Why Use the Word Fat

As I start to write about fat acceptance, one big question some people might have is, “Why use the word fat?” Shouldn’t it be called size acceptance or body acceptance or something like that? And instead of calling people fat, shouldn’t we say plus-sized, curvy, big-boned, heavy, or something like that?

First, some people do use other terms for their activism. “Size acceptance” is common. I prefer to stick with fat acceptance, so that my meaning is clear. Size acceptance could refer to accepting the sizes of all people. While many fat acceptance activists are very committed to addressing judgments of thin bodies, too, I like to keep the spotlight on fat people. “Body acceptance” could be about accepting all kinds of bodies, like disabled bodies, the bodies of elderly people, or any number of other ways to value the different bodies people come in. But again, if the main topic is specifically the bodies of fat people, I like to keep that focus at the forefront.

Now how about calling people fat? There are all kinds of other words that people like to use instead of fat: plus-sized, curvy, stout, heavy, shapely, big-boned, etc. These are mostly euphemisms, some of which are not even true for many fat people. Not all fat people are big-boned. If you’re short and fat, you might not even be that heavy. George Carlin said it pretty well:

I use the word “fat.” I use that word because that’s what people are: they’re fat. They’re not bulky; they’re not large, chunky, hefty or plump. And they’re not big-boned. Dinosaurs were big-boned. These people are not overweight: this term somehow implies there is some correct weight… There is no correct weight. Heavy is also a misleading term. An aircraft carrier is heavy; it’s not fat. Only people are fat, and that’s what fat people are! They’re fat!

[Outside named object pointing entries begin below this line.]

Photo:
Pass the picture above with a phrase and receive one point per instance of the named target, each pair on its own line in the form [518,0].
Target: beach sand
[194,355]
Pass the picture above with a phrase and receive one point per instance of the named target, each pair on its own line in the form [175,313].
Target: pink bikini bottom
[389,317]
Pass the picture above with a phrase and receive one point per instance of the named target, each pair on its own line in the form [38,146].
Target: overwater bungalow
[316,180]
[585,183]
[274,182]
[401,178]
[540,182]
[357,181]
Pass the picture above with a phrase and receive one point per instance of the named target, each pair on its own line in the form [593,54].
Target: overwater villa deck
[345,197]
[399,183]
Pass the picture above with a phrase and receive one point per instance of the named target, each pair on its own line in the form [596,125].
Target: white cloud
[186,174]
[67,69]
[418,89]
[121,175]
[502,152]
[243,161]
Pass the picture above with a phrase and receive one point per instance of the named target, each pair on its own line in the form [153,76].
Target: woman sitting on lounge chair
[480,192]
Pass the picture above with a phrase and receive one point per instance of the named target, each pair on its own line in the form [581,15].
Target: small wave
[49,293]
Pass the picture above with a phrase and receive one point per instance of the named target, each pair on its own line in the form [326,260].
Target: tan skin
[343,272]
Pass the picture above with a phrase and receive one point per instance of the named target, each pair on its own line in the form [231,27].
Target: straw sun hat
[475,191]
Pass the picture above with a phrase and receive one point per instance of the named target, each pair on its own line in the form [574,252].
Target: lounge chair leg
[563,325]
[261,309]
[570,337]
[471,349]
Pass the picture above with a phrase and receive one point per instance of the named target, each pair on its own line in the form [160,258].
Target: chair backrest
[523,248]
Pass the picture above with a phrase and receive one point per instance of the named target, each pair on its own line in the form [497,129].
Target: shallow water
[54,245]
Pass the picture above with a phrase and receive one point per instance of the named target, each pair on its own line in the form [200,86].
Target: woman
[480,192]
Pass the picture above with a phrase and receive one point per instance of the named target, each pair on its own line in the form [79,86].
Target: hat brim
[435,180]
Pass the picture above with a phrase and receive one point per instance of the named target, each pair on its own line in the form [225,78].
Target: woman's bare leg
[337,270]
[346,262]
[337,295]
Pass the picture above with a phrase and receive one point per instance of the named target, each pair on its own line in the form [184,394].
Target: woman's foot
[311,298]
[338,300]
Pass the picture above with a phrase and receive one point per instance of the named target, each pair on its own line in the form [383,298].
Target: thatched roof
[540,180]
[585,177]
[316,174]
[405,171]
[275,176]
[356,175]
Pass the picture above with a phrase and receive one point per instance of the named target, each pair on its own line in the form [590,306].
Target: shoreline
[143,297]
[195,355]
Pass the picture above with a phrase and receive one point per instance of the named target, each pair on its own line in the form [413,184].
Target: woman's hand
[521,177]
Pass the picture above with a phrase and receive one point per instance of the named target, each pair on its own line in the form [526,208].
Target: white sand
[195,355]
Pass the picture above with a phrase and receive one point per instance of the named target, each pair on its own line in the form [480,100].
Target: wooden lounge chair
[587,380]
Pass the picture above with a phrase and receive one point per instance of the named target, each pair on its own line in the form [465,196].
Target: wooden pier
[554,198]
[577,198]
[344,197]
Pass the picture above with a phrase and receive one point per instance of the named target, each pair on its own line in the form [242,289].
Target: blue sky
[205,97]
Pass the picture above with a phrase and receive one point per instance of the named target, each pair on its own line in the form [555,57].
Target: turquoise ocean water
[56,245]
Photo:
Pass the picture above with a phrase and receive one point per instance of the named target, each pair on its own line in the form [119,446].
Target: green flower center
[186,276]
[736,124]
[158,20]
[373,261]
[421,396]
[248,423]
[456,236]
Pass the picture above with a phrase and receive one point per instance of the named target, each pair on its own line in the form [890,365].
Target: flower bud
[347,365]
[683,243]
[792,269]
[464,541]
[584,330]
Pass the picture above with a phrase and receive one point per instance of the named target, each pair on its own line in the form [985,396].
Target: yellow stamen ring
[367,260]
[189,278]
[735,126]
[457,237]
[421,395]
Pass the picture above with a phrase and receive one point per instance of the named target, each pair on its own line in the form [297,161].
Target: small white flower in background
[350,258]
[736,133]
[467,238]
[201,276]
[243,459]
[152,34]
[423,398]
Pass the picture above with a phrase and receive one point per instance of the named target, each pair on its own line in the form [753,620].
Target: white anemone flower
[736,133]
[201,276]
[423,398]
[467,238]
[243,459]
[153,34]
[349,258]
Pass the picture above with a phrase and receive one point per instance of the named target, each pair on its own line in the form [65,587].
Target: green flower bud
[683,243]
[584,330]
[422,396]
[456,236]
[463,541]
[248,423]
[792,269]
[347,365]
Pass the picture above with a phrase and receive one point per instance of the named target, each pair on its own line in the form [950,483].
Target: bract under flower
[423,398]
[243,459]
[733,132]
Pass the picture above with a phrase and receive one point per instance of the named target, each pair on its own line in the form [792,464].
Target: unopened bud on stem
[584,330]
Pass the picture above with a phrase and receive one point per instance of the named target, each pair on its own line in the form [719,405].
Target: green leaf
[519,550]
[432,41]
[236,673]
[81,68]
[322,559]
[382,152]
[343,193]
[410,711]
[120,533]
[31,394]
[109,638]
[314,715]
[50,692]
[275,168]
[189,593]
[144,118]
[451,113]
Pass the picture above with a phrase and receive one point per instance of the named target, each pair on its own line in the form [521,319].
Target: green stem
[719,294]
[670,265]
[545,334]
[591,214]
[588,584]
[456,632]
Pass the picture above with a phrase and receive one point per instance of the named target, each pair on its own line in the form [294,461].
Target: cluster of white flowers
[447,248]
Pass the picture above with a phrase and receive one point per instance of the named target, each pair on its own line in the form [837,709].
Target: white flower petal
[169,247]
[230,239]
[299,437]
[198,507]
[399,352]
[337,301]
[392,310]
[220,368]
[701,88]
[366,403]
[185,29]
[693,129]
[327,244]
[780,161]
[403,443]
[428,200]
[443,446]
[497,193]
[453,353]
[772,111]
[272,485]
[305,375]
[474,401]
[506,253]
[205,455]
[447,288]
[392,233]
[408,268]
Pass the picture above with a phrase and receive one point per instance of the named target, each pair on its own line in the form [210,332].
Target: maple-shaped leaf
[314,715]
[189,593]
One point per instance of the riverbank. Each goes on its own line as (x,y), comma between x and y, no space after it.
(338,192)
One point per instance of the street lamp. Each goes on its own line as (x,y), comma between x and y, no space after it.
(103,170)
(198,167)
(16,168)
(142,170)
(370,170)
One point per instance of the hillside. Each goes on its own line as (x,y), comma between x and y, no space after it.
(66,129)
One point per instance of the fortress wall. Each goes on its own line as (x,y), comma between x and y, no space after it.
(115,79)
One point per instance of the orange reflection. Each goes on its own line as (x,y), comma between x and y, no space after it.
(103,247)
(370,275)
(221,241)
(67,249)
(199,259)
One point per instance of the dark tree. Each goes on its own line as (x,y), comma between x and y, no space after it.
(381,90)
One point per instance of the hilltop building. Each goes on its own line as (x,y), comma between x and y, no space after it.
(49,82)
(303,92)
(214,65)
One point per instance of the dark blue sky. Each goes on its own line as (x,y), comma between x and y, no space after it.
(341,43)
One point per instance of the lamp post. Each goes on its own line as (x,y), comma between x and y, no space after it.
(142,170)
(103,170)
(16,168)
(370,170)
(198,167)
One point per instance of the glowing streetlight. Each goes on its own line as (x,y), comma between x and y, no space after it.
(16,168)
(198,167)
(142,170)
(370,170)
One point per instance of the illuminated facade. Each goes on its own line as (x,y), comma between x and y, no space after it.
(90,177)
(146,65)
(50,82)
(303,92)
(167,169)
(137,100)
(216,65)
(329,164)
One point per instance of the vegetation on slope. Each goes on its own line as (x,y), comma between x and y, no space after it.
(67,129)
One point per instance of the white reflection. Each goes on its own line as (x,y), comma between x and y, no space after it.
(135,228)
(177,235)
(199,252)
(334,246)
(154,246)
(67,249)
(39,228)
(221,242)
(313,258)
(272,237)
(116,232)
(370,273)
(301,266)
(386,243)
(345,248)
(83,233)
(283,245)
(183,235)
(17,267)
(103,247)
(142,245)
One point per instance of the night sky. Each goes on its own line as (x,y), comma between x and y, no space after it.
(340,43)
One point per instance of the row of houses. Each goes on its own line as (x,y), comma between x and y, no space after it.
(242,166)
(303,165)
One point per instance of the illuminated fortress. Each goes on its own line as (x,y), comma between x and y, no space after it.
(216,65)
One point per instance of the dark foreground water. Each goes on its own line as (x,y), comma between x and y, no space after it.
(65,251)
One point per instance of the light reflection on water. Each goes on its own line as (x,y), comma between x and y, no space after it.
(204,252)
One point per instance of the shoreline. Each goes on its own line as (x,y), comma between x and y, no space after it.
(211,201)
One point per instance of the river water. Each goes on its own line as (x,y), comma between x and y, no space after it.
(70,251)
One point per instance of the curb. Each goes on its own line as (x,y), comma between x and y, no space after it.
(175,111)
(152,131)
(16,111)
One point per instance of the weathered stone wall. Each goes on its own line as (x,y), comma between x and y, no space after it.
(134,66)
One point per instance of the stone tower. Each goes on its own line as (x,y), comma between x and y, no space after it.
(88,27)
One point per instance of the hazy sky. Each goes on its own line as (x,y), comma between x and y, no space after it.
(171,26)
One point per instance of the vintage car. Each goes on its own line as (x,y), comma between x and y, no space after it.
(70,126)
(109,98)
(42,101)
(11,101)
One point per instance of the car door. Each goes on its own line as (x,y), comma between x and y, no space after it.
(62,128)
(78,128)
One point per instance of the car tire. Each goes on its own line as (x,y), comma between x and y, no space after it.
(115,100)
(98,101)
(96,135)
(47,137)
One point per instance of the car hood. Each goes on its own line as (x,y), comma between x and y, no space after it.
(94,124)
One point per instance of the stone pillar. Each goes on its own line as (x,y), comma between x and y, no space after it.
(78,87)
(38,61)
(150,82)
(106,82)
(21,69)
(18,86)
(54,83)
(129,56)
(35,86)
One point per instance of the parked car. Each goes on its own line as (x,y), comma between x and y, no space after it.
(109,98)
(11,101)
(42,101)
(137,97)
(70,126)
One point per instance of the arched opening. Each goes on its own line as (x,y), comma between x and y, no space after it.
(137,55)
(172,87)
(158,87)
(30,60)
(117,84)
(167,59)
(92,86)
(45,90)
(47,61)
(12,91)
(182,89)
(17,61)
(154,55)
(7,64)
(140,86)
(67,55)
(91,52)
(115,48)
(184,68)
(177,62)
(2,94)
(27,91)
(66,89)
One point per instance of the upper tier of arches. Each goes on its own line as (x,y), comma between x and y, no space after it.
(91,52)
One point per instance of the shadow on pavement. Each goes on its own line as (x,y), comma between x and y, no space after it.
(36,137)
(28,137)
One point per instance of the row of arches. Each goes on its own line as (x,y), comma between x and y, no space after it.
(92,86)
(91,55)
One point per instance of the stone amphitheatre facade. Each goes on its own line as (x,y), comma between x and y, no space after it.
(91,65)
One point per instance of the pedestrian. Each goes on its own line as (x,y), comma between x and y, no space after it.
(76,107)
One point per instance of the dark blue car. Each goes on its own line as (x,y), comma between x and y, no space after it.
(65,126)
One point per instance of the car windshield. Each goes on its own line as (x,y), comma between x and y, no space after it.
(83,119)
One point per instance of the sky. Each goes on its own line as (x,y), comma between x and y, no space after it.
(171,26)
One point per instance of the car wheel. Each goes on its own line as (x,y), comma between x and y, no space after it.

Plus-sized is a retail term, which is enough reason for me to want to shy away from it! And some of the other euphemisms are down-right weird. I frequent an online forum where it’s popular to call yourself “fluffy”. Um, no.

We’re talking about people who have more fat tissue than other people, which involves a norm that can be different from place to place and time to time. We’re talking about fat. That’s just the right word, and there’s no need to shy away from it.

So what about words like overweight or obese? Those are specific words, but they are medically defined and not always the same as the visual judgments we make or the cultural categories that we push people into. When I post about the medical literature, I’ll use the words underweight, normal weight, overweight and obese a lot, since that’s the defined terms they use.

But as I go forward with posting on this topic, I’m also just going to say fat a lot. Fat acceptance starts with saying, “Yes, I’m fat.” I have brown hair, green eyes, a mole on my right cheek, and I’m fat. It’s just a word, and we all know what it physically indicates.

Well, we mostly know what it indicates. There are actually a lot more people in the fat club than realize it. Do this: take your weight in pounds, multiply that by 703, then divide by your height in inches squared (or just use an online BMI calculator). If the resulting number is 25 or greater, when you hear the words “obesity epidemic” they’re talking about you.

Think about the word fat. Roll it around in your mind, try it on for size, get used to it, and don’t be afraid to say fat, to be fat, if that’s what you are.